Friday, August 9, 2019

Calibration metrics added to ENMTools R package

Given our recent paper on how badly discrimination accuracy performs at selecting models that estimate ecological phenomena, the obvious next question is whether there are existing alternatives that do a better job.  The answer is an emphatic YES; calibration seems to be a much more useful method of selecting models for most purposes.

This is obviously not the first time that calibration has been recommended for species distribution models; Continuous Boyce Index (CBI) was developed for this purpose (Boyce et al. 2002, Hirzel et al. 2006), Phillips and Elith (2010) demonstrated the utility of POC plots for assessing and recalibrating models, and Jiménez-Valverde et al. (2013) argued convincingly that calibration was more useful for model selection than discrimination for many purposes.  However, discrimination accuracy still seems to be the primary method people use for evaluating species distribution models.

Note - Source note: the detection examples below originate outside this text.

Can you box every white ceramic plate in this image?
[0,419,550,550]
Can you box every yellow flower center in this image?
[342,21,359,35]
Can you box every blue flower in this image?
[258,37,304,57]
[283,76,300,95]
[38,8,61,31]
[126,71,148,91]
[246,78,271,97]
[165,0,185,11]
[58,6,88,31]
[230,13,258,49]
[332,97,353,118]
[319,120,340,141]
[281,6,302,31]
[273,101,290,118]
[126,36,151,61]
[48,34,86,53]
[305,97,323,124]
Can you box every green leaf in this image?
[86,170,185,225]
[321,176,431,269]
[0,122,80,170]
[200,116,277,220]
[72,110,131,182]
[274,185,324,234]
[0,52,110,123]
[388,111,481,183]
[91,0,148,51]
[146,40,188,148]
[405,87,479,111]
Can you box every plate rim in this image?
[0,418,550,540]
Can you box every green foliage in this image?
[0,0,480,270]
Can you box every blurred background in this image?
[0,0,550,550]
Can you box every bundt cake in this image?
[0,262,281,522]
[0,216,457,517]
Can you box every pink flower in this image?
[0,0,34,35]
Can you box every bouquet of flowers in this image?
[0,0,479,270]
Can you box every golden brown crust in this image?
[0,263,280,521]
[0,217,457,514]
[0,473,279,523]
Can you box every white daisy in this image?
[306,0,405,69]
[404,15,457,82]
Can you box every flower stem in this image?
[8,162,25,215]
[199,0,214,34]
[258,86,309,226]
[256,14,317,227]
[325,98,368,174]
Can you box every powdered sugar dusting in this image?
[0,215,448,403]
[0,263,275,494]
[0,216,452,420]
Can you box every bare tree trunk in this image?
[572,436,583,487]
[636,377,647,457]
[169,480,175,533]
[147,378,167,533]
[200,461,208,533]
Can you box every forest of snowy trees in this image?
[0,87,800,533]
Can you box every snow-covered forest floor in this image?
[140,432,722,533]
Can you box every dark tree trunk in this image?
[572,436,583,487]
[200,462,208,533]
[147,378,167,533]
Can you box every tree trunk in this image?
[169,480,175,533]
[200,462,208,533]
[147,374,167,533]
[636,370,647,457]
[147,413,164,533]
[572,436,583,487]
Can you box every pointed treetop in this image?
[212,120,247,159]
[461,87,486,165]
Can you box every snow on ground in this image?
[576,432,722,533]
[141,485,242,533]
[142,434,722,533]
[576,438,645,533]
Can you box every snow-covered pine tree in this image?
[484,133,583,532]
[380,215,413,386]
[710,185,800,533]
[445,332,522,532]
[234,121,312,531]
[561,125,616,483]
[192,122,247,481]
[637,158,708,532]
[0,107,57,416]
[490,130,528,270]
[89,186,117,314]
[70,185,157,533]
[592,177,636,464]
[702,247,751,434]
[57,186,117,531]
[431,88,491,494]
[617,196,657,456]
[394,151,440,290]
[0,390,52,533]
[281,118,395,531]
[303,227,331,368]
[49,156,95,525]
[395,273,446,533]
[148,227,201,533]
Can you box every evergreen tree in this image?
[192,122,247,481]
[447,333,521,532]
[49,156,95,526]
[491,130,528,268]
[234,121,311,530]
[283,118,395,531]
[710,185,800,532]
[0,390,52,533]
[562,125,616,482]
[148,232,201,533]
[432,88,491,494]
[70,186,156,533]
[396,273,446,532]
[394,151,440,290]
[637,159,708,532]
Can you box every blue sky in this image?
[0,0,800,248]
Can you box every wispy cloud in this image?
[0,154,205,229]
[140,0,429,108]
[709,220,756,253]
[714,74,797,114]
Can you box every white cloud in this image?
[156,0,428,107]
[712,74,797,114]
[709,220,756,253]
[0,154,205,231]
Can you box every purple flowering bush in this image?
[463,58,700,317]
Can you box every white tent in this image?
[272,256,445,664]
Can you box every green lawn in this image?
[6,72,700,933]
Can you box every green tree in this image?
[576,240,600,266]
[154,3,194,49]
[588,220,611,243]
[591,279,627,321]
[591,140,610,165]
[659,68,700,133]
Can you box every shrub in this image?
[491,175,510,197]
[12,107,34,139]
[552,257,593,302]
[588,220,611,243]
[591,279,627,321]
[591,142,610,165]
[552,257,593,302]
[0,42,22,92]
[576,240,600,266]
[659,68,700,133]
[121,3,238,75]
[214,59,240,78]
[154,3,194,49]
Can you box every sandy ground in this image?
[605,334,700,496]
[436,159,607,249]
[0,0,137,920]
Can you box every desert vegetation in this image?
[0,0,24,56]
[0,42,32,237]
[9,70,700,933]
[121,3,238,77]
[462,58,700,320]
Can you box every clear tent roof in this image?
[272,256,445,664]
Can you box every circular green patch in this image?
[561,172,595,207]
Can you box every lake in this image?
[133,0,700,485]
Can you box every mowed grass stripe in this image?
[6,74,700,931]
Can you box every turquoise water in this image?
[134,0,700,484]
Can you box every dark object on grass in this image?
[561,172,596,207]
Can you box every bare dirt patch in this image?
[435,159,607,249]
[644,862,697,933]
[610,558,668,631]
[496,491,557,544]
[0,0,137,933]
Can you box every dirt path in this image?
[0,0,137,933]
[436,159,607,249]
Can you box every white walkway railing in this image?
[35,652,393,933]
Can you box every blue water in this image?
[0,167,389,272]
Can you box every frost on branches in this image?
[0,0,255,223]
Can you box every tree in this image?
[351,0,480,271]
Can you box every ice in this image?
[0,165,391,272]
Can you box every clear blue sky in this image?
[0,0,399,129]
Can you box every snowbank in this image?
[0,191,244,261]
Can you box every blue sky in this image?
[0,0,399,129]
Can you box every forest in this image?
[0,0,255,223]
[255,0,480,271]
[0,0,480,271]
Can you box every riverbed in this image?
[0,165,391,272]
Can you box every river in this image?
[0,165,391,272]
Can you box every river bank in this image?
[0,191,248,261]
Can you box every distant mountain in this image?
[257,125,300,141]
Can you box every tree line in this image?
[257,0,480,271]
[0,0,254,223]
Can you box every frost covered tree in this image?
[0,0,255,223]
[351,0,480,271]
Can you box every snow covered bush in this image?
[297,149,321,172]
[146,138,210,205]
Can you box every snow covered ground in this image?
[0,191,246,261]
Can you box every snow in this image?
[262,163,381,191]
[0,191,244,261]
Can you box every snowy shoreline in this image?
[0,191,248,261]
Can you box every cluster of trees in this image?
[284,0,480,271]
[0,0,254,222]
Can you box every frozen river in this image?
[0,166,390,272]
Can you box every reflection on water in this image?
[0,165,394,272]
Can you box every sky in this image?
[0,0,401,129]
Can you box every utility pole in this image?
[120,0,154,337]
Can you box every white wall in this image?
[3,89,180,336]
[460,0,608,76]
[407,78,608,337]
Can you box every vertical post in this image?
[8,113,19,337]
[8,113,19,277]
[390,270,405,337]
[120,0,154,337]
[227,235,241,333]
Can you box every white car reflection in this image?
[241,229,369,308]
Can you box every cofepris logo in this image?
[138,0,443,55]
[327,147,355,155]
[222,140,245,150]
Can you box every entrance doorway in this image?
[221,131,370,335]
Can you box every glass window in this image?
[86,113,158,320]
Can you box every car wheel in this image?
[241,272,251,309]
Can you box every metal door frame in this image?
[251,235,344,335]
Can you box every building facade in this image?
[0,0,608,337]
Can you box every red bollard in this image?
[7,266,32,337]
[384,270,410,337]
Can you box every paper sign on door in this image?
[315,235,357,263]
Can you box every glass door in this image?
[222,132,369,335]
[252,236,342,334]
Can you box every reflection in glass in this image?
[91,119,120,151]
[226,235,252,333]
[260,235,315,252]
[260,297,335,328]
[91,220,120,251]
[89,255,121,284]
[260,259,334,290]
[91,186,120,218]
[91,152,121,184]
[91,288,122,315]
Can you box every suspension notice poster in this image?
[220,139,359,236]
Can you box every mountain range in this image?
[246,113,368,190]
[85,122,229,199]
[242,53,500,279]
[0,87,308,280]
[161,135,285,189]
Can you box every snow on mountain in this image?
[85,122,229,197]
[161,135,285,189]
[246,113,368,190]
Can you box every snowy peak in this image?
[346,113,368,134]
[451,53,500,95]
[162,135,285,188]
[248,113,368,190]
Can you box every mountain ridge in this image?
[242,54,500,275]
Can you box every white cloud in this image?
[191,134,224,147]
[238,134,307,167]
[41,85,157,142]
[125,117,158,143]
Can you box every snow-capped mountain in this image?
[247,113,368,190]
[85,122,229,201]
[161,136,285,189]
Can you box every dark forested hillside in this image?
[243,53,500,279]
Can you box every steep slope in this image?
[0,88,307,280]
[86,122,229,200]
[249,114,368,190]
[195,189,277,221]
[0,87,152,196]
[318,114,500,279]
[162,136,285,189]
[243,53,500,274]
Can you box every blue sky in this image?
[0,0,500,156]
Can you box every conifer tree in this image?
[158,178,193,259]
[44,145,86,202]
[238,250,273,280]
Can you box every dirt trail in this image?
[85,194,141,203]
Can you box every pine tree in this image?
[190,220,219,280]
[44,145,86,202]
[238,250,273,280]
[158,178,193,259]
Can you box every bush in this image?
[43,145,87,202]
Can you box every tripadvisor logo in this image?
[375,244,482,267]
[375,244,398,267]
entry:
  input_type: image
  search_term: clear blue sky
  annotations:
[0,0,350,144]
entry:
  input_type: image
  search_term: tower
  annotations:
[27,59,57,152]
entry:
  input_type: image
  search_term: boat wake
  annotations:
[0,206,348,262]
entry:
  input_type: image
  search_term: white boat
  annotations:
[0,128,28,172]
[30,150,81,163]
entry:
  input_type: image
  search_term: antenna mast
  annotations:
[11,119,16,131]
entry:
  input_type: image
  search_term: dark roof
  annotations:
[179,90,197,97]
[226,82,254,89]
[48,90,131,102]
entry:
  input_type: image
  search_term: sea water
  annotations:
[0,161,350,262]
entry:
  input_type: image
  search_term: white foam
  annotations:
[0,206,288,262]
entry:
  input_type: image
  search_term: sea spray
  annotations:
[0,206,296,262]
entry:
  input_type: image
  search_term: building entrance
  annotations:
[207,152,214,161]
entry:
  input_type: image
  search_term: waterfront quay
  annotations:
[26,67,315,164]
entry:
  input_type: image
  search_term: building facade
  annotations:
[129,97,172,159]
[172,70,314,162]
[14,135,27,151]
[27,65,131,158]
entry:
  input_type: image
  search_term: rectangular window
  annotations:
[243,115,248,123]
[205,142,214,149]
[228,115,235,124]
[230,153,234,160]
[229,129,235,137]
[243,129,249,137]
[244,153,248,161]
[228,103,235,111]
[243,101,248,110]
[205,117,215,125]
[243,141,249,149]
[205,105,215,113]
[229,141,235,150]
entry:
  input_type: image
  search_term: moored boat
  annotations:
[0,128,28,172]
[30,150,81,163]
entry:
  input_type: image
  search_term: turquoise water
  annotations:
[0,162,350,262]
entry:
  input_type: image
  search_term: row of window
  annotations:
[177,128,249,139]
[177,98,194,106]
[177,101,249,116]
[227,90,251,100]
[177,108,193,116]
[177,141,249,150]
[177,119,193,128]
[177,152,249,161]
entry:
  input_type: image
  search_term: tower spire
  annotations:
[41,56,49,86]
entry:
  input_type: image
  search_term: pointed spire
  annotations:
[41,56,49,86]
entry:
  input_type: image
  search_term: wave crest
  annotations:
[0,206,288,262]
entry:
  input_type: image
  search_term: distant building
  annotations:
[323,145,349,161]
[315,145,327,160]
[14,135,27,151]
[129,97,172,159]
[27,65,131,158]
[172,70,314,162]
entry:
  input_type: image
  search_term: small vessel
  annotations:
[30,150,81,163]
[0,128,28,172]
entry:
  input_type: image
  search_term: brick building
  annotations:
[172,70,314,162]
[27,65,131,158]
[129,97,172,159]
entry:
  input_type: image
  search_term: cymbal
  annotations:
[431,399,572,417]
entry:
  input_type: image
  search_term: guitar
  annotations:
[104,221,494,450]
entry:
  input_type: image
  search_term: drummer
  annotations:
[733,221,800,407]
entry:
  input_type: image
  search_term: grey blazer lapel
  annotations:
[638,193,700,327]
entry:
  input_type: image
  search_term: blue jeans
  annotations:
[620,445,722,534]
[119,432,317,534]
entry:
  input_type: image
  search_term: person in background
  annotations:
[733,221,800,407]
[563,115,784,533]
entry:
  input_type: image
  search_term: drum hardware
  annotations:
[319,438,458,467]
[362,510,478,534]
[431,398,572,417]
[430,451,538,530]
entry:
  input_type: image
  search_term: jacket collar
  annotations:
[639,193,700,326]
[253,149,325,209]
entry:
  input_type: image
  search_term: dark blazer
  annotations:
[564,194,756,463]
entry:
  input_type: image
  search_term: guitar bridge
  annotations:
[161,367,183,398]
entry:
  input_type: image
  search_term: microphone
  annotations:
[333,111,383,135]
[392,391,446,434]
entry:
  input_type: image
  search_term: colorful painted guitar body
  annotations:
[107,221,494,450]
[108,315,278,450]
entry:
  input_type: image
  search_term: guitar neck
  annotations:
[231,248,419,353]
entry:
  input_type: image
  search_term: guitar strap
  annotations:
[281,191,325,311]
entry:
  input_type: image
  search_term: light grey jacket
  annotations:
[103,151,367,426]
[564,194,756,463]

A forthcoming simulation study by myself, Marianna Simões, Russell Dinnage, Linda Beaumont, and John Baumgartner is demonstrating exactly how stark the difference between discrimination and calibration is when it comes to model selection; calibration metrics are largely performing fairly well, while discrimination accuracy is actively misleading for many aspects of model performance.  The differences we're seeing are sufficiently stark that I would go so far as to recommend against using discrimination accuracy for model selection for most practical purposes. 

We're writing this study up right now, and in the interests of moving things forward as quickly as possible we'll be submitting it to biorXiv ASAP - likely within the next week or two.  As part of that study, though, I've implemented a number of calibration metrics for ENMTools models, including expected calibration error (ECE), maximum calibration error (MCE), and CBI.  We did not implement Hosmer-Lemeshow largely because ECE is calculated in a very similar way as HL and can be used in statistical tests in much the same way, but scales more naturally (a perfect model has an ECE of 0).  In our simulation study we found that ECE was the best performing metric for model selection by far, so for now that's what I personally will be using.

Fairly soon we'll integrate the calibration metrics into all of the model construction functions (e.g., enmtools.glm, enmtools.maxent, etc.).  For now though, you can get calibration metrics and plots just by using the enmtools.calibrate function.



That will give you two different flavors of ECE and MCE as well as CBI and some diagnostic plots.  ECE and MCE calculations are done using the CalibratR package (Schwarz and Heider 2018), and CBI is calculated using functions from ecospat (DiCola et al. 2017).

Boyce, M.S., Vernier, P.R., Nielsen, S.E., and Schmiegelow, F.K.A. 2002. Evaluating resource selection functions. Ecological Modeling 157:281-300)
Hirzel, A.H., Le Lay, G., Helfer, V., Randon, C., and Guisan, A. 2006. Evaluating the ability of habitat suitability models to predict species presences. Ecological Modeling 199:142-152.